Before Tuesday, the 10-year note had never yielded less than 1%. Once that historic level was breached, less than 30 minutes later the rate was threatening 0.90% -- or half the amount it yielded at the end of 2019. Such is the new normal in the world’s benchmark bond market, where anxiety has taken hold to a degree last seen during the 2008 financial crisis.

“There is some sense that the Fed is kind of shooting their bazooka off and might know something else, that this pandemic might get substantially worse in the U.S.,” said Donald Ellenberger, a senior portfolio manager at Federated Investors Inc. “This is a market that is simply being driven by fear.”

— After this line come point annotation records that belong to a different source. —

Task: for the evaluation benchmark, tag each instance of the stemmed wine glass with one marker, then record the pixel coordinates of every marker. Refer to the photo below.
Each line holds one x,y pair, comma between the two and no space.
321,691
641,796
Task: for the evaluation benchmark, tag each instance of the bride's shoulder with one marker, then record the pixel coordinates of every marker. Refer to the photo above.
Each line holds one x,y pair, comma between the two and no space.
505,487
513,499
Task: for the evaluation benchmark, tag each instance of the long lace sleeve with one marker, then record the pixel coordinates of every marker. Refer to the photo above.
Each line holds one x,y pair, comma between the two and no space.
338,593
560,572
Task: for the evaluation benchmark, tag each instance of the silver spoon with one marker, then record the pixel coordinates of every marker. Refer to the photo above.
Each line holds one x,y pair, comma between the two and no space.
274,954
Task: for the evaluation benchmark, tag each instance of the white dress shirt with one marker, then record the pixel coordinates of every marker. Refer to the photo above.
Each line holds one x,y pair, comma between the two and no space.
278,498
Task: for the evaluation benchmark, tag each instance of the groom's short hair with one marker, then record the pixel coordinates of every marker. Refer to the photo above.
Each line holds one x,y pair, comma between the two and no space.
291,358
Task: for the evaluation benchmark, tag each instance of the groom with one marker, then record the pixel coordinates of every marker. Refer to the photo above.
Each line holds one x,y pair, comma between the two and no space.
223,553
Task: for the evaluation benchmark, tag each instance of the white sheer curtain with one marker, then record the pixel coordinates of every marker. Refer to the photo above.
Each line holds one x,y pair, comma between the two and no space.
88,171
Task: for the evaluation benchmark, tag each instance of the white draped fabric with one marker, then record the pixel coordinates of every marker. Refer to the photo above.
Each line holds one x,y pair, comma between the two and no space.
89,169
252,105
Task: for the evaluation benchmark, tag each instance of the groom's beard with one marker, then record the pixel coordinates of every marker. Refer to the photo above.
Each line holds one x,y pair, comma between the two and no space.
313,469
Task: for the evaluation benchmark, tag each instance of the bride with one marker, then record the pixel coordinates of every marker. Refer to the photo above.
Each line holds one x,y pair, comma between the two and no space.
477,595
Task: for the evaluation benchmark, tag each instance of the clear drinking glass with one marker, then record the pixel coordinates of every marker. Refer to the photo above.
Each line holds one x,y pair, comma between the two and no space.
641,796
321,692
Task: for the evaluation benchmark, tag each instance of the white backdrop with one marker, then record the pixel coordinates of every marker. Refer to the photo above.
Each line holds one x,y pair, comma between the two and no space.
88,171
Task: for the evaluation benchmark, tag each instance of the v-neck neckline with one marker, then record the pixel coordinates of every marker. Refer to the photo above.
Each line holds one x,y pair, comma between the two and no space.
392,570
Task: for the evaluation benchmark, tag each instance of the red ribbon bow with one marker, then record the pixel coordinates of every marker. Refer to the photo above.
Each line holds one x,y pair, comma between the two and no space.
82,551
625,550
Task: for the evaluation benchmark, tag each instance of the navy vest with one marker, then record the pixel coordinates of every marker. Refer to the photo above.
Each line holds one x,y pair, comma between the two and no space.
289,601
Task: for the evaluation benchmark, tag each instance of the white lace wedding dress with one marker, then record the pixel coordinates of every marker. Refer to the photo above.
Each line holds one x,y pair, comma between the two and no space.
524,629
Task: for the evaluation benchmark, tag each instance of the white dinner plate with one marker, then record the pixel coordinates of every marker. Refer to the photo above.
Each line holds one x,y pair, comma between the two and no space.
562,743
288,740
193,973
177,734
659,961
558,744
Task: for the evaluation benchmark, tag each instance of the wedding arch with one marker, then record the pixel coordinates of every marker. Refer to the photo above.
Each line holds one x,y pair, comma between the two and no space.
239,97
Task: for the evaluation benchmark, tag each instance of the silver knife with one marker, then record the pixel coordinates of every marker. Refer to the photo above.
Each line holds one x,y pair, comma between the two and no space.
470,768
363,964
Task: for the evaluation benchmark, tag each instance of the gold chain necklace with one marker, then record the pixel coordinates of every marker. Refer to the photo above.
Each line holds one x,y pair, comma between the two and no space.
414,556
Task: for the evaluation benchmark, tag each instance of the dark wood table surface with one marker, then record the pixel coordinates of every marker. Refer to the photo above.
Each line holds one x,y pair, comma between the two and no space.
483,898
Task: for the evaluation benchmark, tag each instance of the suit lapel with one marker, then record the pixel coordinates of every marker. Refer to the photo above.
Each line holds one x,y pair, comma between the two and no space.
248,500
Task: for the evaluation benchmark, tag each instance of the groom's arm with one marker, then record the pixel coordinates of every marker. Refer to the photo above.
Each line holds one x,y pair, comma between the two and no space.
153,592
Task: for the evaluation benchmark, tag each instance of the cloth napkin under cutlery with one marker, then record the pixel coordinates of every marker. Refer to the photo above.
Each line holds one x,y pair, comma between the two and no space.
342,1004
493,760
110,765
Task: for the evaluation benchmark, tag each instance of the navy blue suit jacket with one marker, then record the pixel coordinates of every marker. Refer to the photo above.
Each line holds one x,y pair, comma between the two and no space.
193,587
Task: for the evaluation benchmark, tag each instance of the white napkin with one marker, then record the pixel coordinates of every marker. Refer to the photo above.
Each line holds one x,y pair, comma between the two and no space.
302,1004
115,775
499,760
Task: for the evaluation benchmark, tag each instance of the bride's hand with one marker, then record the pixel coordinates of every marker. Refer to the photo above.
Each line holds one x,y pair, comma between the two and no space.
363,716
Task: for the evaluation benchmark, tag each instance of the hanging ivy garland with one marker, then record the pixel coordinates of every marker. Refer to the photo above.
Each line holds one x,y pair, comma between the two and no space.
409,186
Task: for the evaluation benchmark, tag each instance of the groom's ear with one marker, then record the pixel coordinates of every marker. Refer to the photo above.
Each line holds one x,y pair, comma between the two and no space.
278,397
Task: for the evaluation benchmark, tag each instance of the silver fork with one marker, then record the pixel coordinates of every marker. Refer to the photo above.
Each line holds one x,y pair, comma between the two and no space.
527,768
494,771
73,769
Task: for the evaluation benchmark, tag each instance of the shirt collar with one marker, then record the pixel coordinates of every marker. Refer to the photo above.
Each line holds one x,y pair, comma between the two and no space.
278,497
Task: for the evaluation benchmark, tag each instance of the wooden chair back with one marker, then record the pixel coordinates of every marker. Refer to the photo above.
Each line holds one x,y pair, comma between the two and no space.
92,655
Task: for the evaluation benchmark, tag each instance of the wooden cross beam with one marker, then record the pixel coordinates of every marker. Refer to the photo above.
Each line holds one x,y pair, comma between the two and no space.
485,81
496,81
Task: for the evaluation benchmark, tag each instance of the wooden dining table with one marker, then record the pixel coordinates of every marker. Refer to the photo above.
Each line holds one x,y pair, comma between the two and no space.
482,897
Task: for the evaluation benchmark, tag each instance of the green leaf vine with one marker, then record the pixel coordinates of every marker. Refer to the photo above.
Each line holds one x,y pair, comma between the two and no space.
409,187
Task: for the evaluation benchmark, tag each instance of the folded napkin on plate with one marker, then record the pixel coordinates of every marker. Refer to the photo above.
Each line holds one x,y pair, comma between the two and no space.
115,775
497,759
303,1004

The Fed cut its main policy rate by a half-point in an emergency inter-meeting move on Tuesday. It came barely two hours after Group-of-Seven finance chiefs said in a coordinated statement that they were ready to act, which also failed to alleviate concern in markets.

“The market was expecting a more coordinated and decisive response and not just one from the Fed,” said Solita Marcelli, deputy chief investment officer for the Americas at UBS Global Wealth Management. People “are overlooking that the Fed is being proactive and are focused on whether the Fed sees the impact on the economy from the virus as being worse” than most expect now, she added.

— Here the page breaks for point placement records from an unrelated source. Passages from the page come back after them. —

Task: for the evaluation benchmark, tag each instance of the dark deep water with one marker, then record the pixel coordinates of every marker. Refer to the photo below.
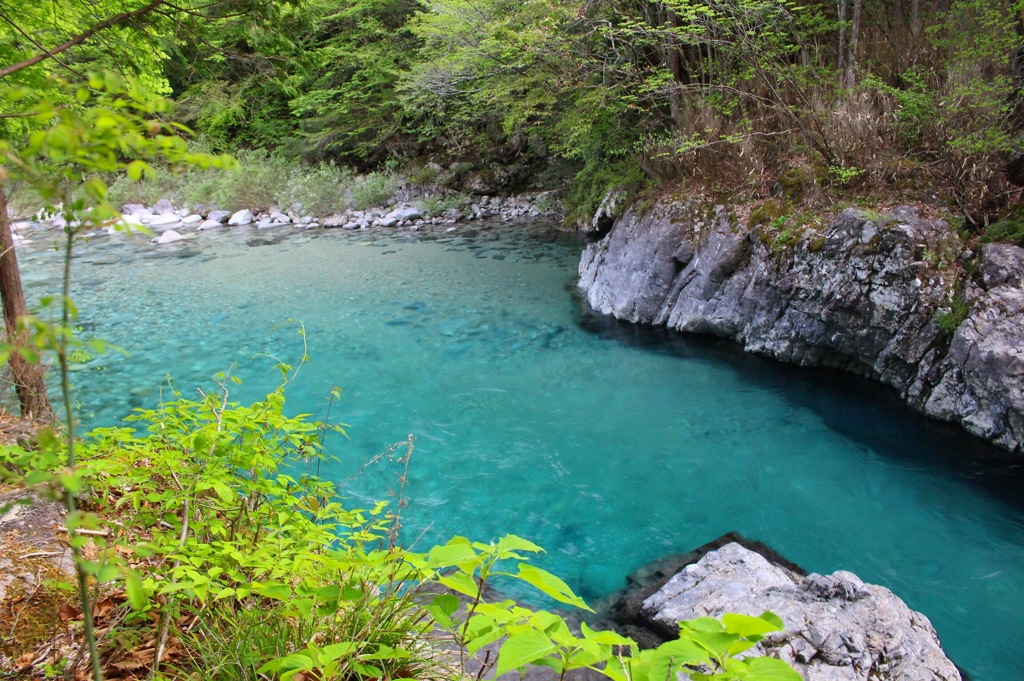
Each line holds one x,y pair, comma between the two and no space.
606,443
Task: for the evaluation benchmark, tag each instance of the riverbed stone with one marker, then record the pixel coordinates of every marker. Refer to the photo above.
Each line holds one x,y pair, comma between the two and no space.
863,294
162,221
168,237
242,217
218,215
837,627
163,207
406,213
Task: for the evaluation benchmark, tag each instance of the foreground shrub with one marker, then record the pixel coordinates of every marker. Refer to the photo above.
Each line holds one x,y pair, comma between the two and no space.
221,557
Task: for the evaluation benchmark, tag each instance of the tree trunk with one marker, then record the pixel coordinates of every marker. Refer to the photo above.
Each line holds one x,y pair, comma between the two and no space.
841,54
850,77
28,376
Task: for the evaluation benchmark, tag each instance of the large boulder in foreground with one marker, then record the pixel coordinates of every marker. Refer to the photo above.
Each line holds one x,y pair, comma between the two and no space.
883,296
837,627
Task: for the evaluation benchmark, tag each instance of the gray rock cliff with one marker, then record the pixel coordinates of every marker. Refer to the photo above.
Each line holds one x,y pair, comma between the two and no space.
865,294
837,627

Following the Fed’s emergency decision, a swoon in stock prices and sanguine comments from Chairman Jerome Powell emboldened traders to bet on the risk of a major economic slowdown that triggers even more easing by the central bank -- possibly later this month. The Fed has a regularly scheduled meeting on March 17-18.

The rate on benchmark 10-year notes sank as much as 25.9 basis points to 0.9043% on Tuesday, though it rebounded to finish the day around 1%. In a sign of deep concern about the growth outlook, the yield on 30-year inflation-linked Treasuries fell below zero for the first time.

Swap spreads tightened, possibly a sign that mortgage investors were forced to hedge their portfolios once the 10-year breached 1%, exacerbating the move in Treasuries.

The Fed chief acknowledged the central bank doesn’t have all the answers, adding that it would take a multi-faceted response from governments, health-care professionals, central bankers and others to stem the human and economic damage from the virus.

“Powell didn’t sound very upbeat, and is part of what is spooking markets,” said Roberto Perli, a partner at Cornerstone Macro LLC and former Fed economist. “The driver of yields is also what the market expects the Fed to do, and they keep pulling expectations for the funds rate further down.”